Fino all’ultimo non canta vittoria. È lo stile della casa. Ancora alla vigilia Raffaele Fitto, ministro e consigliere fidato di Giorgia Meloni con i galloni di commissario europeo, cuore democristiano, lascia sulle spine gli amici che telefonano: «Sono ottimista..». Ma è molto più che semplice ottimismo quello che negli ultimi giorni ha disteso gli animi della presidente del Consiglio e del suo cerchio stretto a Palazzo Chigi.
L’attesa
Oggi Ursula von der Leyen ufficializzerà la nuova Commissione. E a Roma danno per fatto questo schema: Fitto vicepresidente esecutivo, commissario al Pnrr e ai fondi di Coesione. Lo “scalpo” europeo più ambito da Meloni, la vicepresidenza esecutiva che significa un posto in prima fila nella plancia di comando Ue, è a un passo. Salvo imprevisti dell’ultimo minuto.
E forse non è un caso se ieri il Quirinale ha comunicato la visita del commissario in pectore, ricevuto dal Capo dello Stato Sergio Mattarella. Bocche cucite sul colloquio al Colle incentrato sui «temi europei».
Ma bastano la convocazione e l’annuncio a far leggere tra le righe un messaggio politico. Ovvero uno “scudo” istituzionale del presidente della Repubblica al nuovo commissario italiano che non è e mai potrebbe trasformarsi in endorsement partitico. È semmai la conferma di quanto ripetuto in pubblico da Mattarella negli ultimi mesi. Quando non ha mancato di ricordare a chi governa a Bruxelles che «l’Europa non può prescindere dall’Italia». Uno scenario temuto e credibile, due mesi fa, quando Meloni ha ordinato ai suoi eurodeputati di votare contro alla rielezione di von der Leyen nell’aula di Strasburgo.
Due mesi dopo, sono convinti ai vertici del governo, quel veto non ha escluso l’Italia dalla plancia di comando europea. Non ha penalizzato Fitto, pronto a sedersi accanto a “Ursula” nella nuova Commissione con il titolo di “mister Mille miliardi”, perché a tanto ammonta il doppio portafoglio che gestirà sia il Recovery europeo che i fondi di Coesione. Ieri la visita di Fitto al Colle non è passata inosservata al Nazareno, dove la segretaria Elly Schlein si arrovella sul da farsi: votare contro il commissario italiano di Fratelli d’Italia per dare un dispiacere a Meloni, come chiede un’ala corposa dei socialisti europei, o fare quadrato intorno al connazionale?

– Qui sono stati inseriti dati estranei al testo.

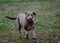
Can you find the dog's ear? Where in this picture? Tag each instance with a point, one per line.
(34, 13)
(25, 12)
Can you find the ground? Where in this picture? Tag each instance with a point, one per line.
(47, 26)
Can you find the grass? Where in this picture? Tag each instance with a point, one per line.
(48, 19)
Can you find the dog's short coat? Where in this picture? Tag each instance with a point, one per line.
(26, 21)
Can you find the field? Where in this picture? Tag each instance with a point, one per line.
(48, 20)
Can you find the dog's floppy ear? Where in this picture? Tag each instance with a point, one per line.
(34, 13)
(25, 12)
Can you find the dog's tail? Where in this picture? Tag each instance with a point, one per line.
(11, 18)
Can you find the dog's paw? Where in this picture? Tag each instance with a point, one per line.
(33, 38)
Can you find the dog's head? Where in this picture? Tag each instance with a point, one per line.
(29, 15)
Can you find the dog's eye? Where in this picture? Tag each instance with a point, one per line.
(28, 14)
(31, 15)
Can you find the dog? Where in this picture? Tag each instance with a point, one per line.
(26, 21)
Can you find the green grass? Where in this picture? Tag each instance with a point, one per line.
(48, 17)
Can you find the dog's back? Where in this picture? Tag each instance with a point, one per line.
(22, 19)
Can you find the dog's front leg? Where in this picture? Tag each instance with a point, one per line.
(26, 34)
(33, 34)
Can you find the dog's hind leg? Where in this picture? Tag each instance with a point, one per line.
(19, 27)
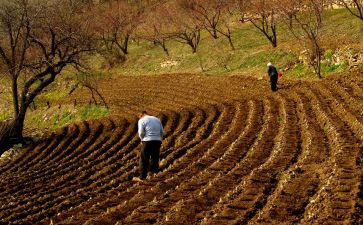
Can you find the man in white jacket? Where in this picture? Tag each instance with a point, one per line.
(150, 131)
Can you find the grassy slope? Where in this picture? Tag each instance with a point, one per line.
(252, 52)
(214, 57)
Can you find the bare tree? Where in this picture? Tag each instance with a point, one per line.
(262, 14)
(116, 23)
(206, 12)
(212, 15)
(35, 47)
(156, 28)
(307, 23)
(183, 27)
(355, 7)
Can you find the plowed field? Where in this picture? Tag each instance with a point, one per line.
(234, 153)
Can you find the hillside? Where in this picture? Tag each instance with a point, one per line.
(236, 155)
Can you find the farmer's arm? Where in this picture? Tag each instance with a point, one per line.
(141, 129)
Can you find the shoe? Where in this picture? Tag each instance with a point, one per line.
(137, 179)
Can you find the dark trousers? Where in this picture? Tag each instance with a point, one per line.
(150, 150)
(273, 80)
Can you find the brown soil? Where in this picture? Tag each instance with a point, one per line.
(234, 153)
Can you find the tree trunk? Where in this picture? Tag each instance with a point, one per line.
(231, 42)
(14, 88)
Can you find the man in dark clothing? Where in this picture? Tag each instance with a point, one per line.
(150, 131)
(273, 74)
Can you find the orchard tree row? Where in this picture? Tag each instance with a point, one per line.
(40, 38)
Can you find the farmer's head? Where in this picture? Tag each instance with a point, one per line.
(142, 114)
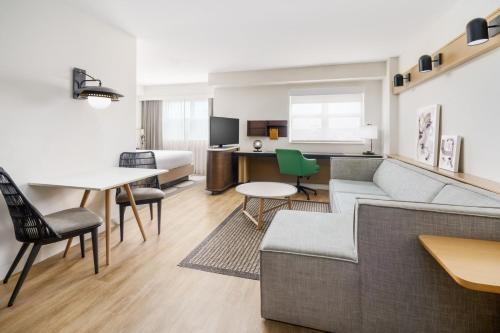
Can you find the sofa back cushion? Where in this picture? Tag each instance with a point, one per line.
(406, 184)
(461, 195)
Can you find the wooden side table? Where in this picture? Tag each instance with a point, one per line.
(472, 263)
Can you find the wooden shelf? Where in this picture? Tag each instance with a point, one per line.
(261, 127)
(472, 263)
(458, 176)
(454, 54)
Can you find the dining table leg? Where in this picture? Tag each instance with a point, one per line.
(134, 209)
(83, 202)
(107, 218)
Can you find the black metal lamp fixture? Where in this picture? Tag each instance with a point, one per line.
(425, 62)
(399, 79)
(478, 31)
(99, 97)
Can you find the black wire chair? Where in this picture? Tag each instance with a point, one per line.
(146, 191)
(30, 226)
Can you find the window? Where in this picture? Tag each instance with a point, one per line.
(326, 118)
(185, 120)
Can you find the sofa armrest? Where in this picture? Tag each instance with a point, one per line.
(358, 168)
(402, 285)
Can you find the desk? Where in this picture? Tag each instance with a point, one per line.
(262, 166)
(102, 180)
(472, 263)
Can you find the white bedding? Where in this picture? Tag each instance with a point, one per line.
(170, 159)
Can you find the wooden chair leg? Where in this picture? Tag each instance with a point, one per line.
(20, 254)
(122, 221)
(95, 250)
(159, 215)
(24, 273)
(82, 245)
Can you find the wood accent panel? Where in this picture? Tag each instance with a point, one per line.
(176, 173)
(455, 53)
(472, 263)
(458, 176)
(262, 127)
(144, 283)
(221, 171)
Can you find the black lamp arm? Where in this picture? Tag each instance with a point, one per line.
(93, 79)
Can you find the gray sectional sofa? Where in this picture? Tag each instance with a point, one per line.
(361, 268)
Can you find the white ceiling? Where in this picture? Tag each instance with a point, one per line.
(181, 41)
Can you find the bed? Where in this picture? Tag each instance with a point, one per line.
(178, 162)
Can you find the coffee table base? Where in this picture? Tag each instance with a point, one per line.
(257, 219)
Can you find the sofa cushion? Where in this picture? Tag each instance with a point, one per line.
(344, 203)
(323, 235)
(456, 195)
(353, 186)
(405, 184)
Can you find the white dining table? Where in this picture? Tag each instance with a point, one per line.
(104, 179)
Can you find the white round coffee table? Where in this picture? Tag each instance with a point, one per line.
(265, 190)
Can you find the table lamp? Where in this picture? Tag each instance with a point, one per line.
(369, 132)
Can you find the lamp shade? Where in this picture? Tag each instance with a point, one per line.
(477, 31)
(425, 63)
(398, 80)
(368, 132)
(98, 91)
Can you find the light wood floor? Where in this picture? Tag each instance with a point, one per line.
(143, 290)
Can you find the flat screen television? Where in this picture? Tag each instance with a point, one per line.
(224, 131)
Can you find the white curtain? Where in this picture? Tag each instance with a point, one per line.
(185, 127)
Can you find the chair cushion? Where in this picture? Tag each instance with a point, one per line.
(73, 219)
(344, 203)
(404, 184)
(141, 193)
(312, 234)
(354, 186)
(455, 195)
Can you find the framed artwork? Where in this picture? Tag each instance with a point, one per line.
(449, 153)
(428, 134)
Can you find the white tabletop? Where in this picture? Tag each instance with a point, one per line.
(98, 180)
(266, 189)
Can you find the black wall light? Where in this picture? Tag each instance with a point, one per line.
(478, 31)
(425, 62)
(399, 79)
(99, 97)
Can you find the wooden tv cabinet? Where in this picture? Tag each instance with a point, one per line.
(222, 169)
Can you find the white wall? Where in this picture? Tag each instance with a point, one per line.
(469, 94)
(43, 130)
(271, 102)
(172, 91)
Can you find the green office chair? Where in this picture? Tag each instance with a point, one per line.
(292, 162)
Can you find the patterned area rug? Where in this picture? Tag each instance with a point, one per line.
(233, 247)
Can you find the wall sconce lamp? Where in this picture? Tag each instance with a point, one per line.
(477, 30)
(99, 97)
(399, 79)
(425, 62)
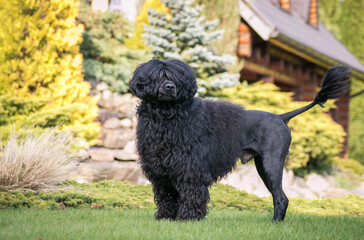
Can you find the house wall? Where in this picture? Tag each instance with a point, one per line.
(267, 62)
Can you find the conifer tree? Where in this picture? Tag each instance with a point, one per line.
(183, 34)
(41, 82)
(106, 58)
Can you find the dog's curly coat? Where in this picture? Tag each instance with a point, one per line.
(186, 143)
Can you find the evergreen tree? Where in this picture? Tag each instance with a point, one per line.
(344, 18)
(106, 58)
(184, 34)
(41, 82)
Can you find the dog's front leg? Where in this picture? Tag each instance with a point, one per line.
(166, 199)
(193, 201)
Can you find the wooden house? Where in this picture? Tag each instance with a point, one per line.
(283, 42)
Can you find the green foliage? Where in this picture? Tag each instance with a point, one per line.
(123, 195)
(41, 81)
(106, 58)
(356, 126)
(226, 11)
(350, 166)
(344, 18)
(316, 138)
(184, 34)
(137, 41)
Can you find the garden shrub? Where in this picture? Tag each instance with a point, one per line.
(123, 195)
(316, 138)
(35, 161)
(41, 82)
(342, 18)
(106, 58)
(182, 33)
(137, 41)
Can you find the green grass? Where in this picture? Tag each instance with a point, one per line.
(139, 224)
(119, 210)
(123, 195)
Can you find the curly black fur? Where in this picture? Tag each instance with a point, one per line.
(186, 144)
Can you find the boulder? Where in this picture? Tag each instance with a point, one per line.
(112, 123)
(101, 154)
(117, 138)
(126, 123)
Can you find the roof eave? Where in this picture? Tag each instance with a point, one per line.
(309, 54)
(255, 20)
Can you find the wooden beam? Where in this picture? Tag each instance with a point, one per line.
(279, 77)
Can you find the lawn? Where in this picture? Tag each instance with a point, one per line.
(139, 224)
(119, 210)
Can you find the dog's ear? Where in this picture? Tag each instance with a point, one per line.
(138, 81)
(185, 72)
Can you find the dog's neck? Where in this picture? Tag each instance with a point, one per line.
(163, 110)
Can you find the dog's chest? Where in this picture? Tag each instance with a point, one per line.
(160, 139)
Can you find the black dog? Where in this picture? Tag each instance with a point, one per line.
(186, 144)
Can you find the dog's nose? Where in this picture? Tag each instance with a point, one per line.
(169, 87)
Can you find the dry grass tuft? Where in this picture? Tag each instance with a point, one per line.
(35, 161)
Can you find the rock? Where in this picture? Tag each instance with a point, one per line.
(359, 190)
(126, 123)
(335, 192)
(102, 86)
(118, 171)
(317, 183)
(130, 147)
(101, 155)
(305, 193)
(105, 114)
(116, 138)
(112, 123)
(125, 156)
(128, 105)
(106, 100)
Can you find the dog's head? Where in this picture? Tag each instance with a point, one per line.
(163, 81)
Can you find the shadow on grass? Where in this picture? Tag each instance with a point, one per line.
(140, 224)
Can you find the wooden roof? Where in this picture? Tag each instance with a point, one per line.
(288, 30)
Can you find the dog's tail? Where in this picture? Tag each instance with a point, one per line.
(335, 84)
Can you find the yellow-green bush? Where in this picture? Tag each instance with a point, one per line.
(41, 82)
(316, 138)
(349, 166)
(137, 41)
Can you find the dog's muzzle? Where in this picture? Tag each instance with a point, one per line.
(168, 91)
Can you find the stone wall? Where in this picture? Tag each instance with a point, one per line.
(114, 157)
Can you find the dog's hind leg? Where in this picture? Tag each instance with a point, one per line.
(166, 198)
(260, 169)
(271, 171)
(193, 201)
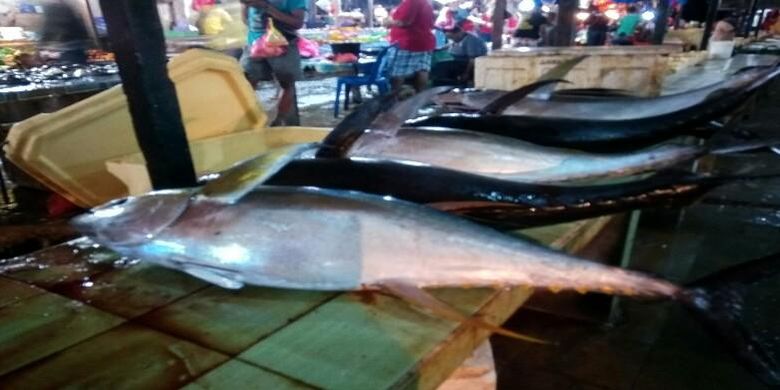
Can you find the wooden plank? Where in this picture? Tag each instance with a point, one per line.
(137, 40)
(349, 343)
(231, 321)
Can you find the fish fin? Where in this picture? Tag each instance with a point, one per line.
(717, 301)
(406, 109)
(423, 299)
(341, 138)
(556, 73)
(743, 146)
(235, 182)
(502, 102)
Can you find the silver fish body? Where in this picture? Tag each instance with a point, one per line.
(512, 159)
(608, 108)
(304, 238)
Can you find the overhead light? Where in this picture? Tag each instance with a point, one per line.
(526, 6)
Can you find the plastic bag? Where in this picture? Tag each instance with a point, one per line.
(308, 48)
(271, 44)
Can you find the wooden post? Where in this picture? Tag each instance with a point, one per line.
(760, 22)
(497, 35)
(709, 24)
(311, 13)
(369, 13)
(661, 21)
(137, 40)
(564, 27)
(748, 23)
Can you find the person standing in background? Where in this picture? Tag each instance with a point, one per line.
(598, 24)
(288, 16)
(64, 32)
(627, 27)
(465, 48)
(411, 28)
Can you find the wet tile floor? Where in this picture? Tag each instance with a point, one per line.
(658, 345)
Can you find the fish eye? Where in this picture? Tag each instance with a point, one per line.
(116, 202)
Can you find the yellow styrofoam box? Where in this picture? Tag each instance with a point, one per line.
(215, 154)
(67, 150)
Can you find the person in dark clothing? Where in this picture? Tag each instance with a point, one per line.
(63, 31)
(598, 24)
(527, 32)
(464, 49)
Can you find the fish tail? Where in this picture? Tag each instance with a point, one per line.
(743, 146)
(717, 302)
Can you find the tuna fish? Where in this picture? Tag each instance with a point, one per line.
(511, 159)
(314, 239)
(609, 124)
(499, 203)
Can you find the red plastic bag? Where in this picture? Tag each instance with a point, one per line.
(271, 44)
(308, 48)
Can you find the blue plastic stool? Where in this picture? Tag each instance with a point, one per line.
(372, 76)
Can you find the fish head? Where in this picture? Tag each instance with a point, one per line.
(134, 220)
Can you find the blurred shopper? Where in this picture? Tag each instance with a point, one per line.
(528, 31)
(288, 16)
(464, 49)
(64, 33)
(724, 30)
(627, 27)
(598, 25)
(411, 28)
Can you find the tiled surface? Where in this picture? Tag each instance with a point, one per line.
(36, 327)
(78, 316)
(232, 321)
(127, 356)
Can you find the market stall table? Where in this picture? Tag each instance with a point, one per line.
(86, 318)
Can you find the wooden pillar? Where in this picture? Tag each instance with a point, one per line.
(661, 21)
(369, 13)
(564, 26)
(748, 23)
(497, 35)
(137, 40)
(760, 22)
(709, 24)
(311, 13)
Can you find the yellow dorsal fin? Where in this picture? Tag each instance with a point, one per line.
(422, 299)
(238, 180)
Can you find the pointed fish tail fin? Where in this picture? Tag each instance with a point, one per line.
(743, 146)
(717, 301)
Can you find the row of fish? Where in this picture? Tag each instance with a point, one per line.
(379, 205)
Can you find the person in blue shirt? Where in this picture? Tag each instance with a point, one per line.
(464, 49)
(287, 16)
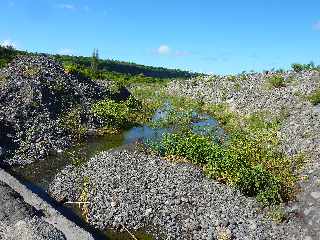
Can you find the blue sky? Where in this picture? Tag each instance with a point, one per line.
(207, 35)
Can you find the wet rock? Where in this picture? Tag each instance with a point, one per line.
(34, 98)
(18, 220)
(162, 204)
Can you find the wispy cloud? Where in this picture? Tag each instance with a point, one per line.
(11, 3)
(67, 6)
(165, 50)
(8, 43)
(316, 26)
(179, 53)
(86, 8)
(65, 51)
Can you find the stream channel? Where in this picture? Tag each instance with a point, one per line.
(38, 175)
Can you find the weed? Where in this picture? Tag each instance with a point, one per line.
(72, 122)
(277, 214)
(111, 113)
(83, 199)
(31, 72)
(276, 81)
(314, 98)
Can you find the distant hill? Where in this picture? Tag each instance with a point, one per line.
(127, 68)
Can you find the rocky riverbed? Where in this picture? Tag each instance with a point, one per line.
(299, 130)
(36, 96)
(25, 216)
(129, 188)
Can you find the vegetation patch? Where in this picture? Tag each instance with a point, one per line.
(314, 98)
(276, 81)
(247, 159)
(72, 122)
(119, 115)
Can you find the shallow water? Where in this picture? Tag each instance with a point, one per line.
(38, 175)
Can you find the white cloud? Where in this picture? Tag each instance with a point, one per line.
(11, 3)
(181, 53)
(67, 6)
(86, 8)
(65, 51)
(316, 26)
(8, 43)
(164, 50)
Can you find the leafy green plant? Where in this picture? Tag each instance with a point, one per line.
(297, 67)
(111, 113)
(248, 159)
(71, 121)
(277, 214)
(314, 98)
(276, 81)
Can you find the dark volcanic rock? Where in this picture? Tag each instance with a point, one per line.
(131, 189)
(35, 92)
(18, 220)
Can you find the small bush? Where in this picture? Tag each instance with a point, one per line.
(71, 121)
(276, 81)
(111, 113)
(315, 97)
(247, 160)
(297, 67)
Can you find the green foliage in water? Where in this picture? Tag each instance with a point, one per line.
(118, 115)
(297, 67)
(248, 159)
(6, 55)
(314, 98)
(111, 113)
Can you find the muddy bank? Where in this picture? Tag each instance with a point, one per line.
(129, 188)
(24, 215)
(42, 107)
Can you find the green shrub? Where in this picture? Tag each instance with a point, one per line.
(276, 81)
(111, 113)
(315, 97)
(71, 121)
(248, 160)
(191, 146)
(297, 67)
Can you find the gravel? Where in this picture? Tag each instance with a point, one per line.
(173, 201)
(35, 92)
(24, 215)
(299, 131)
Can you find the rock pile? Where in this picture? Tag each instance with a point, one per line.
(131, 189)
(35, 92)
(299, 130)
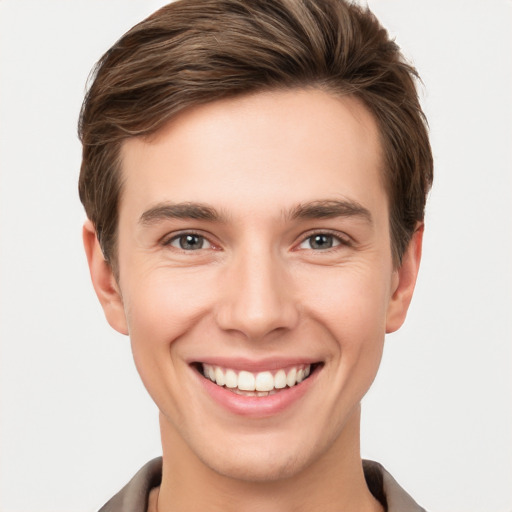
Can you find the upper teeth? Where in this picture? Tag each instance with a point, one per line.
(261, 381)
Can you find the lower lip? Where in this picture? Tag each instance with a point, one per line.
(258, 406)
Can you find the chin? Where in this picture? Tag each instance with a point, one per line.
(262, 460)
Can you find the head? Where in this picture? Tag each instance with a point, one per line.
(191, 53)
(255, 177)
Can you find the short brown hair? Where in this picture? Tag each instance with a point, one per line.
(192, 52)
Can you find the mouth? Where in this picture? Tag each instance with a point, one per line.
(257, 384)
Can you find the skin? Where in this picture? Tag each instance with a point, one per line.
(258, 289)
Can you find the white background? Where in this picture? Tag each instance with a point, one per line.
(75, 421)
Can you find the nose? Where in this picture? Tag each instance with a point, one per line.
(257, 296)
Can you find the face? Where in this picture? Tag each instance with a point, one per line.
(255, 277)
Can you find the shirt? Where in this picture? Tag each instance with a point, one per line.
(133, 497)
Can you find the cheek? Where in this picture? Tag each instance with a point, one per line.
(161, 307)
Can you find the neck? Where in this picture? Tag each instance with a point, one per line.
(333, 482)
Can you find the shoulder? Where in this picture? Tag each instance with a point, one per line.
(133, 497)
(387, 490)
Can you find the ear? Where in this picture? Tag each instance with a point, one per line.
(404, 280)
(103, 280)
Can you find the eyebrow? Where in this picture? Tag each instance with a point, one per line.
(196, 211)
(329, 209)
(324, 209)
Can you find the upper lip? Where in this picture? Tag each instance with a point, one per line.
(256, 365)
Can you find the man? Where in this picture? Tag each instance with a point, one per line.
(255, 175)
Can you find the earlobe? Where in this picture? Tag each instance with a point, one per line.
(103, 280)
(405, 280)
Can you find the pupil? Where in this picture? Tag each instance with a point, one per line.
(321, 242)
(191, 242)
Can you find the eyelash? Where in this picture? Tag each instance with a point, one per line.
(339, 240)
(177, 237)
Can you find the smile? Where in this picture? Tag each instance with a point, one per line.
(260, 384)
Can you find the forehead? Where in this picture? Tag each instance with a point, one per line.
(267, 151)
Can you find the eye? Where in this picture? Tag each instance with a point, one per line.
(189, 242)
(321, 241)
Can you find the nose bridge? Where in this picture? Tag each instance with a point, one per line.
(256, 298)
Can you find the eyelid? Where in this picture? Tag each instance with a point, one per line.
(167, 239)
(344, 239)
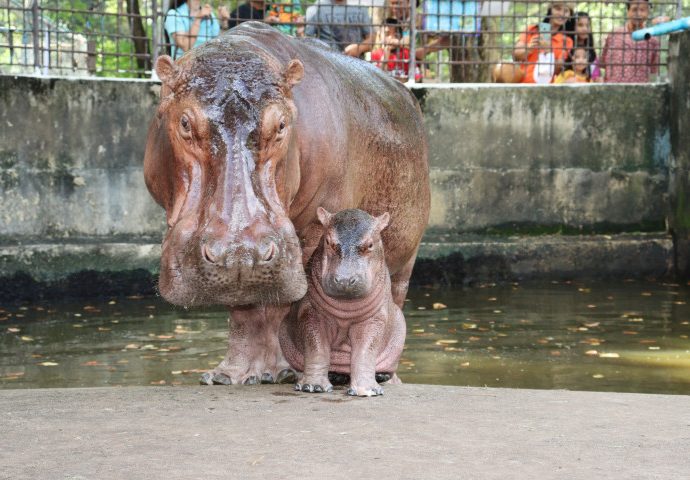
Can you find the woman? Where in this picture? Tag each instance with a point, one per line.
(543, 57)
(189, 24)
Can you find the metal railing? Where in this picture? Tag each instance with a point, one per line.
(452, 40)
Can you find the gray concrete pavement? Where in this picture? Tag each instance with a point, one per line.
(412, 432)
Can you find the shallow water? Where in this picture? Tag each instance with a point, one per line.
(621, 336)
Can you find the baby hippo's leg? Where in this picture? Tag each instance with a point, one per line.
(365, 340)
(317, 356)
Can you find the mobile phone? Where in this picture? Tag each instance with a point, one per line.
(545, 32)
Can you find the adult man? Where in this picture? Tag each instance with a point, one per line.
(625, 60)
(252, 10)
(345, 27)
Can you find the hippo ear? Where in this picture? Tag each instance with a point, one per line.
(165, 69)
(293, 73)
(382, 221)
(324, 216)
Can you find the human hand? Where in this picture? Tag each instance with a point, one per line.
(352, 50)
(204, 11)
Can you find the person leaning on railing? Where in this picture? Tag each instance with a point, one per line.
(189, 24)
(344, 27)
(543, 59)
(628, 61)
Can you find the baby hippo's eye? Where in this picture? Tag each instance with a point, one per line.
(185, 126)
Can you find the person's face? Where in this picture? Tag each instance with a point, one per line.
(638, 13)
(582, 28)
(559, 14)
(392, 31)
(580, 60)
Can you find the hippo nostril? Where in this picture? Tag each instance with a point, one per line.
(269, 251)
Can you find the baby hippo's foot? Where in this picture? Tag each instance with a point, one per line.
(365, 390)
(314, 384)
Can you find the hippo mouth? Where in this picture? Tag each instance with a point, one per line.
(196, 275)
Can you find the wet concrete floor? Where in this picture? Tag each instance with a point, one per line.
(412, 432)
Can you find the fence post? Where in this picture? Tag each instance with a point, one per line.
(412, 68)
(36, 36)
(679, 161)
(154, 33)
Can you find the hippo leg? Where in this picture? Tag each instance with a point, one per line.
(254, 355)
(400, 282)
(364, 338)
(317, 355)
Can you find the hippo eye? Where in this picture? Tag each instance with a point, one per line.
(185, 126)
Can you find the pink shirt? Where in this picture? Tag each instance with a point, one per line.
(628, 61)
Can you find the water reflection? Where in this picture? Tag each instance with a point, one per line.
(623, 336)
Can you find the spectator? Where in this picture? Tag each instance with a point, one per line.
(579, 29)
(285, 15)
(628, 61)
(577, 67)
(189, 24)
(542, 57)
(393, 57)
(251, 10)
(345, 27)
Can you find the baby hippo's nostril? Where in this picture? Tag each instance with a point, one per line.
(208, 254)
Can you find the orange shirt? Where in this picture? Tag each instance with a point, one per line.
(560, 46)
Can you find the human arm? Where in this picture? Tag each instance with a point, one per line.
(356, 49)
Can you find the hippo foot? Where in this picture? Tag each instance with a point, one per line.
(222, 375)
(313, 388)
(369, 391)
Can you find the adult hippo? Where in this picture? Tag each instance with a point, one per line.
(254, 131)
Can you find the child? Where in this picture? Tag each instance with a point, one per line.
(542, 58)
(579, 29)
(577, 67)
(393, 57)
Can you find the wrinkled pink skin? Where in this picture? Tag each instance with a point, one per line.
(255, 130)
(348, 321)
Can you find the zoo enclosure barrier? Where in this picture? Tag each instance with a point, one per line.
(453, 40)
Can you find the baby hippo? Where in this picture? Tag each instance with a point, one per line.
(347, 322)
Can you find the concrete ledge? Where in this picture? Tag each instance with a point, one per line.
(109, 268)
(412, 432)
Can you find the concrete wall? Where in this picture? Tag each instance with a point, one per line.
(502, 158)
(563, 157)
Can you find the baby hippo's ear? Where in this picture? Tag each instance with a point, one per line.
(381, 221)
(166, 70)
(293, 73)
(324, 216)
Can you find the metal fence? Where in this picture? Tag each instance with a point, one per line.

La via che portava alla prima scelta, già di per sé tortuosa, ora si è fatta più ripida con il faccia a faccia tra Fitto e Mattarella. Non sarà facile trovare un appiglio per impallinare l’ex governatore pugliese, che in queste settimane, proprio come Meloni, ha tenuto un canale aperto con la dirigenza Pd a Roma e Bruxelles. Ancora ieri, in casa dem, ci si chiedeva ad esempio se il cambio in corsa del commissario francese — con l’uscita di Thierry Breton e l’entrata last-minute del fedelissimo di Macron Stéphane Sejourné — non si trasformi in un boomerang per l’Italia. «Ricostruzioni surreali», tagliano corto da Palazzo Chigi. La questione francese, da chi consiglia la premier, è bollata come una «trama tutta interna» alla politica d’Oltralpe, un accordo tacito tra Macron e Von der Leyen per piazzare il braccio destro del presidente francese a Bruxelles. Questione di ore e si sapranno tutti i tasselli del mosaico. Pochi quelli rimasti in sospeso. La spagnola Teresa Ribera sarà la socialista più alta in grado nella nuova Commissione, e per lei Madrid ha da tempo messo gli occhi su un Green Deal 2.0, “riformato” per accentuarne il versante industriale.
La squadra
Certa del titolo è già Kaja Kallas, ex premier estone che diventerà la nuova capa della diplomazia Ue, poiché così prevedono i Trattati, mentre completerebbe il quadro dei vice di von der Leyen il lettone Valdis Dombrovskis, al suo terzo mandato a Bruxelles, stavolta per occuparsi di coordinamento dell’Allargamento e della ricostruzione dell’Ucraina. Ma non è escluso che continui ad avere la supervisione dei portafogli economici, com’è stato finora. In sella tra i numeri due, per occuparsi di amministrazione Ue, dovrebbe rimanere pure Maros Sefcovic: vicino alla presidente, sconta tuttavia la cacciata del suo partito, i social-nazionalisti slovacchi di Smer, dai ranghi socialisti. Con 15 componenti del collegio (von der Leyen compresa) su 27, i popolari del Ppe avranno una netta maggioranza nel plenum della Commissione e faranno man bassa delle deleghe più pesanti, dall’Agricoltura al Commercio fino all’Energia.